While working on MacSim, my AVR simulator for OSX, I started thinking about how I might go about implementing a serial port peripheral so that the simulated AVR could communicate with the outside world. This turns out to be quite a difficult problem on OSX.
Since no Mac actually has a serial port, the port is handled via USB and a serial driver in the form of a kernel extension has to be implemented to provide a communication channel between the serial device and the operating system. When you plug in a USB serial device, such as an Arduino, the OS detects this and loads an appropriate serial driver. In the case of virtual hardware, such as MacSim, the application has to load this kernel extension at the appropriate time and do the communication, which is at a very low level. Debugging all this is difficult as everything takes place deep within the kernel and normal application debugging can’t be used.
Just to add to the difficulty, although the Mac serial ports are implemented much like on other unix systems at a lower level, virtually all Mac serial software gain access the serial ports at a much higher level, via I/O Kit, so this has to be implemented as well.
Finally, this is a fairly specialised area - one that I am totally unfamiliar with - so there are virtually no fully working serial driver examples and help is hard to find.

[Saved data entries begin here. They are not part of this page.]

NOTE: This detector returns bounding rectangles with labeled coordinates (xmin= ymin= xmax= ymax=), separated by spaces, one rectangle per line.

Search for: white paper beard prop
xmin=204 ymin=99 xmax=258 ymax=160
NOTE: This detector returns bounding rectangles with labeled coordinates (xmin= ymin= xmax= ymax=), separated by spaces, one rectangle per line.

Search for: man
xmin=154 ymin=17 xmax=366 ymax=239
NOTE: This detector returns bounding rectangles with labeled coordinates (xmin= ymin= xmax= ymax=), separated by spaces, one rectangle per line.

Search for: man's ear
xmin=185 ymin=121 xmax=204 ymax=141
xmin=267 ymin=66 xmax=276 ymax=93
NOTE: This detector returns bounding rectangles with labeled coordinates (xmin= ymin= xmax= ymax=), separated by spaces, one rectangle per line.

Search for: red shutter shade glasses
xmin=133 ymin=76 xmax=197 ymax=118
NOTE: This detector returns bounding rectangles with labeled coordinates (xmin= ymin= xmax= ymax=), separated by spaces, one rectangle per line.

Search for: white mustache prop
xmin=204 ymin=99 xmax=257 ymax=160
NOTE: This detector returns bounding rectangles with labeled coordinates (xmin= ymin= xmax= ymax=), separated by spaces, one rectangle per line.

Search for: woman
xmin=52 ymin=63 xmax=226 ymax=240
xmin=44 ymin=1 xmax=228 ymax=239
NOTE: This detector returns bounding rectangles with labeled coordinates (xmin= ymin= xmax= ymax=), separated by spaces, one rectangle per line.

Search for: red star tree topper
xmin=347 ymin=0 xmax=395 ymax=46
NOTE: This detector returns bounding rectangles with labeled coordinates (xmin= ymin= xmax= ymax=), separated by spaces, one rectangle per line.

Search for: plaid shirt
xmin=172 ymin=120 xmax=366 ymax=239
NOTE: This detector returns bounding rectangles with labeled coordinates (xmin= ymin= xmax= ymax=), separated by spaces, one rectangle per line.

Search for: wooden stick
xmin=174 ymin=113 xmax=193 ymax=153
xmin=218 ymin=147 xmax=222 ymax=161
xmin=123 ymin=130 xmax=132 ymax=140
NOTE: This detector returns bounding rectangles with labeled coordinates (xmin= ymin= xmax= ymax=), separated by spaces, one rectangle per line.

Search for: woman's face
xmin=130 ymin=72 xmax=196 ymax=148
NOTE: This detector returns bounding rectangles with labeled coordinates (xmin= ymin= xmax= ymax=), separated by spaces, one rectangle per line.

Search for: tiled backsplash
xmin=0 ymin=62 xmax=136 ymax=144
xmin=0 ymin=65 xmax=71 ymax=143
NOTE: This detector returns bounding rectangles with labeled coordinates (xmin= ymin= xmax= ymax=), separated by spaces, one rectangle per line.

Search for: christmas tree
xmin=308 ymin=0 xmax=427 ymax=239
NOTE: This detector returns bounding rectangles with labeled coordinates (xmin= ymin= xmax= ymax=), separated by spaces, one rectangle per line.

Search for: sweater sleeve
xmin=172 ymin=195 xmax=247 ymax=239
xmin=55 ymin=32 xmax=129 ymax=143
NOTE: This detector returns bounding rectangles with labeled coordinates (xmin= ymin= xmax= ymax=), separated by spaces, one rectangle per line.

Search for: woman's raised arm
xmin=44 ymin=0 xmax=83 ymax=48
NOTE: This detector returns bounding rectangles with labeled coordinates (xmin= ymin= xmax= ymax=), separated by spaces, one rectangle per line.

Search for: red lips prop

Despite all this I have managed to get a partially working example, which I have open sourced. Part of the reason for open sourcing it is because I am hoping someone with a bit more knowledge may be able to help to get it going properly. At the moment you can only send messages one way, from your virtual hardware to a terminal program, but not the reverse.
There are a few very important caveats if you want to experiment with this:
- Because this project creates a kernel extension - kext - if anything goes wrong the usual result is that it MAY crash your computer, rather than just quitting like a normal app, unless you are a bit careful. Maybe even then. It hasn’t crashed for me for a while though.
- Also, to use the kext, since it is unsigned you will have to remove the ‘System Integrity Protection’ on your computer before it can be loaded. This sounds ominous so you need to do your own research. Of course if you have an Apple Developer account you could sign the kext as part of the build process so you won’t have to do this. If I manage to get this working properly and use it within MacSim the kext will be available signed.
- The kext has to be loaded manually, though this isn’t difficult and instructions to do so are included. The download has more details. A real app with a signed kext would be able to load the kext automatically.
The complete source with instructions is available on GitHub.